Member of the Legislative Assembly of Alberta
- In office 1993–2001
- Preceded by: Dennis Anderson
- Succeeded by: Jon Lord
- Constituency: Calgary-Currie

Personal details
- Born: Mary Jocelyn Rivers March 4, 1949 (age 77) Coventry, England, UK
- Party: Progressive Conservative Association of Alberta
- Education: Ryerson Polytechnical Institute (now Toronto Metropolitan University)
- Occupation: businesswoman

= Jocelyn Burgener =

Canadian politician

Mary Jocelyn Burgener (née Rivers; March 4, 1949) is a businesswoman and politician. She is also a former municipal and provincial level politician from Alberta, Canada. She served as a Member of the Legislative Assembly of Alberta from 1993 until 2001.

==Political career==
Burgener was elected to the Alberta Legislature in the 1993 Alberta general election. She ran as the Progressive Conservative candidate in the electoral district of Calgary Currie.

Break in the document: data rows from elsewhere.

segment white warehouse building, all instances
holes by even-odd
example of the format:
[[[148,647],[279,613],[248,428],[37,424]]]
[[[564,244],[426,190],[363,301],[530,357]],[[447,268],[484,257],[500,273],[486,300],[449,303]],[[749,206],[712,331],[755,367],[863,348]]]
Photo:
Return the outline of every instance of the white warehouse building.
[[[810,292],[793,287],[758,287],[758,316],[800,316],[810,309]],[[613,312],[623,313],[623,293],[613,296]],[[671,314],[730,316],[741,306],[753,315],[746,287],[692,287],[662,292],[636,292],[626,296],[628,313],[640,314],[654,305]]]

She won the race with a comfortable margin of about 2000 votes over Liberal candidate Mairi Matheson. The race also included Alberta Political Alliance leader Mark Waters who made a strong fourth place showing. She stood for office for a second term in the 1997 Alberta general election winning a reduced plurality but still finishing with a wide margin over the field of four other candidates.

==Author==
In May 2014, Burgener published her first book Naked Under My Coat: Writing Under the Influence of Parkinson's, a collection of poems and short stories written during the onset and formal diagnosis of Parknson's.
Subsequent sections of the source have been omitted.